Il parait que l’Afrique a une dette envers la France depuis son indépendance. Ceci en raison de tous les « bienfaits » accordés par la France pendant la colonisation.

14 pays africains sont obligés de déposer plus de 60 % de leurs réserves sur un compte d’opération à la Banque de France, à Paris. Dix milliards d’euros bloqués qui ne peuvent pas servir au développement de ces pays.

Et l’Afrique est en plus maintenue dans l’esclavage monétaire, avec le franc CFA qui lui est imposé, et qui vaut 650 fois moins qu’un euro. Un beau tour de passe-passe, non ?
Le franc CFA est la seule monnaie héritée d’un système colonial encore en vigueur dans le monde – les billets sont d’ailleurs imprimés dans deux usines françaises.

Ces pays africains obligés ensuite de s’endetter, doivent payer des intérêts sur leurs dettes. Et comme personne ne veut accepter la monnaie locale ridicule que la France leur a imposée, ils sont obligés de se procurer des devises. Et, leur seule manière d’y parvenir est d’exporter leurs matières premières, de produire pour l’exportation, du coton, de l’arachide, du café, ou de l’huile de palme, au détriment des cultures vivrières et des produits manufacturés qu’ils doivent acheter très chers, et prioritairement à la France.
Et pour obtenir l’étalement de la dette, ils doivent aussi d’accepter les conditions draconiennes imposées par le FMI, c’est à dire : la suppression des programmes sociaux, la suppression de l’aide de ces Etats à leurs producteurs, et le droit pour les multinationales de faire main basse sur les richesses de ces pays, sous prétexte de « libre concurrence ».
Et quand ils ne se laissent pas faire, quand les coups d’Etats que nos gouvernements fomentent ne suffisent pas, ils détruisent leur économie et introduisons le chaos, en leur faisant la guerre, sous prétexte d’« ingérence humanitaire », ou d’« armes de destructions massives » totalement inventées par nos dirigeants.
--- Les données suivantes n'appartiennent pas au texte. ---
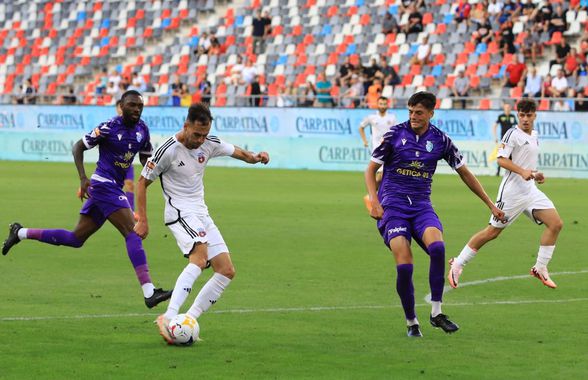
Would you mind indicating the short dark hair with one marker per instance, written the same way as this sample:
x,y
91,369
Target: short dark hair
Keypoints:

C’est le cas de l’Irak, du bombardement de sa population civile et de l’embargo économique qui a entraîné la mort de 550.000 enfants irakiens de 1996 à 2000, à cause de l’interdiction d’importation de nourriture, de médicaments et d’autres biens vitaux, sous prétexte de punir Saddam Hussein.
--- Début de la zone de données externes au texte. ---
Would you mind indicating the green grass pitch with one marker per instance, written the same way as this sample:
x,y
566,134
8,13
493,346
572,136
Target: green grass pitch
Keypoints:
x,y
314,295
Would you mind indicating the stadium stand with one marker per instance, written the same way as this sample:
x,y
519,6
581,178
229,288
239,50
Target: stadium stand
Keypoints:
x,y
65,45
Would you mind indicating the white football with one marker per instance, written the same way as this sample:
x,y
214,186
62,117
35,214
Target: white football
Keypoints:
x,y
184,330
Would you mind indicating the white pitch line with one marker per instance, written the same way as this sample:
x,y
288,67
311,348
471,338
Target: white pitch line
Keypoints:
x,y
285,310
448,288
On pourrait citer bien d’autres exemples en Afghanistan, en Libye ou en Afrique, qui ont poussé à l’émigration, cette émigration sur laquelle on propose maintenant d’instaurer des « quotas ».

Il y a un proverbe qui dit : « les murs les plus puissants s’écroulent par leurs fissures ». Alors, comme le propose Jean Ziegler, provoquons-en des fissures, pour interdire la spéculation boursière sur les aliments de base, et la fabrication de biocarburants à partir de plantes nourricières, pour protéger les paysans qui représentent la moitié de la population mondiale contre le vol des terres, et pour préserver l’agriculture vivrière.

La volonté des Etats n’existe pas. Monsieur Macron n’ouvrira pas le débat sur ce sujet.
C’est à nous de l’imposer, par la mobilisation générale, au nom de la justice et de la dignité humaine, et de refuser que les migrants, dont les pays nous nourrissent, servent de boucs émissaires.